Film, Agama, dan Negara: Pertarungan Makna di Ruang Gelap Bioskop

3 hours ago 23

loading...

Gilang Ramadan, Sub Komisi Litbang Lembaga Sensor Film RI dan Alumni CRCS UGM. Foto/Dok. SindoNews

Gilang Ramadan
Sub Komisi Litbang Lembaga Sensor Film RI
Alumni CRCS UGM

FILM bertema agama tidak dapat direduksi hanya sebagai medium hiburan semata. Ia, dalam konteks tertentu, berfungsi sebagai arena sosial di mana nilai keagamaan, norma moral, dan persepsi publik bertemu, saling berinteraksi, bahkan saling menguji.

Dalam kerangka ini, film agama dapat dipandang sebagai teks budaya yang membuka ruang bagi negosiasi makna sekaligus menjadi refleksi atas dinamika sosial-keagamaan di masyarakat. Ketika sebuah film mengangkat judul atau latar yang menyinggung keyakinan mapan, respons masyarakat muncul dalam bentuk yang beragam.

Sebagian audiens menekankan dimensi moral-religius, sebagian lain menilainya melalui parameter estetika, dan tidak sedikit yang memaknainya sebagai provokasi ataupun pemicu refleksi kritis. Pola respons yang berlapis ini adalah bagian dari sederet bukti bahwa film agama bekerja bukan hanya pada ranah representasi.

Lebih jauh, meminjam istilah Birgit Meyer, film juga bekerja pada ranah performatif (Meyer, 2015). Ia memengaruhi cara publik menafsirkan agama, moral, dan nilai sosial. Film bertema agama, dengan demikian menempati posisi strategis terutama dalam studi tentang agama dan masyarakat.

Ia menghadirkan ruang negosiasi di mana norma-norma keagamaan tidak hanya direproduksi, tetapi juga dipertanyakan dan ditransformasikan. Pertemuan antara narasi sinematik dan pengalaman kolektif penonton memperlihatkan bahwa film berperan sebagai ritual sekular, yakni medium yang memungkinkan publik menegosiasikan keyakinan, menafsirkan ulang moralitas, serta merespons dinamika sosial-keagamaan kontemporer secara terpisah.

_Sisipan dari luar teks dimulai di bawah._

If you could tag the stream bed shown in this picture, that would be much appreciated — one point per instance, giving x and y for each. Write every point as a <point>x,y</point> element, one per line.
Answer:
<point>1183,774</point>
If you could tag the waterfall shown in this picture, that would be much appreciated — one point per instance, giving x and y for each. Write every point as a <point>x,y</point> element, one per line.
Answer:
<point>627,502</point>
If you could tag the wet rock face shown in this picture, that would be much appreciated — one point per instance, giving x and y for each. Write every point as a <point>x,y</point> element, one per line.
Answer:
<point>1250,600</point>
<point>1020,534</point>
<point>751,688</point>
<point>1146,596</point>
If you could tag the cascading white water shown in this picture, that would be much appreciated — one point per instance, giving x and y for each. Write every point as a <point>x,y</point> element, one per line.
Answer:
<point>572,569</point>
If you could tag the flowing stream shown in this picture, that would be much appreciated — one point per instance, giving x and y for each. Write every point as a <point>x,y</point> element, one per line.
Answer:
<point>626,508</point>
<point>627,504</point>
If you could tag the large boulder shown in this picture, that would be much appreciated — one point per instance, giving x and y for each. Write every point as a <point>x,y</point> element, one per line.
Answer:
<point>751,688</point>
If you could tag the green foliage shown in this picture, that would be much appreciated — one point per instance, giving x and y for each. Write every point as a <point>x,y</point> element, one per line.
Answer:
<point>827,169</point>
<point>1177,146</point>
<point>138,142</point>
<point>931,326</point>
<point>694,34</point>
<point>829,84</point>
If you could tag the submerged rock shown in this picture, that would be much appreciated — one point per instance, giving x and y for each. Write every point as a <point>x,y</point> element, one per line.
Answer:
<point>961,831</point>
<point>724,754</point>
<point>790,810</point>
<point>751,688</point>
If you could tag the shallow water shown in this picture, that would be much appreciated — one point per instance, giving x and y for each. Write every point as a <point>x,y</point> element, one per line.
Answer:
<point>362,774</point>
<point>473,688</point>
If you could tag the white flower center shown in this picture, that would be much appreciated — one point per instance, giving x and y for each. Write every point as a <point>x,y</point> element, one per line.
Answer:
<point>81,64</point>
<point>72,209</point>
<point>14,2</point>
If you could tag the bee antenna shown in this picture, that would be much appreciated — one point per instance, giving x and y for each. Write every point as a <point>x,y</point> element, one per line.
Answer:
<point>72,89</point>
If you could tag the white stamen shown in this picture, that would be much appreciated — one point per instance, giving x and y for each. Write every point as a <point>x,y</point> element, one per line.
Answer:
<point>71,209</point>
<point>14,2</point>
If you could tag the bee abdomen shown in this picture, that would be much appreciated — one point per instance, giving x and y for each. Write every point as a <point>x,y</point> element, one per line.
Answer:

Performativitas, Kolektivitas, dan Respons Agama
Berkaitan dengan ritual sekular tersebut, Catherine Bell, dalam karya seminalnya Ritual Theory, Ritual Practice (1992), mengemukakan bahwa ritualisasi adalah strategi sosial yang terstruktur dan bermakna. Bell menyebut “ritualization as a culturally strategic way of acting,” yang berarti bahwa praktik ritual tidak hanya merupakan tindakan simbolis, tetapi juga merupakan cara strategis dalam bertindak dalam konteks sosial tertentu (Bell, 1992, p. 8).

Ritual, bagi Bell, bukanlah aktivitas yang terisolasi, melainkan bagian dari aktivitas sosial yang lebih luas. Ia berfungsi untuk membentuk dan menegosiasikan makna tentang sesuatu dalam masyarakat.

Dalam konteks film bertema agama, ritualisasi dapat diamati melalui cara film membentuk pengalaman kolektif penonton. Melalui struktur naratif, simbolisme, dan karakterisasi, Bell menyebut bahwa film bertema agama seringkali berfungsi lebih dari sekadar penyampai cerita. Di Indonesia, film seperti Munkar, yang mengambil latar pesantren dengan nuansa horor, dan Kiblat, yang mengangkat konflik spiritual dan otoritas moral, adalah beberapa contoh tentang bagaimana narasi sinematik dapat menghadirkan ketegangan moral dan religius.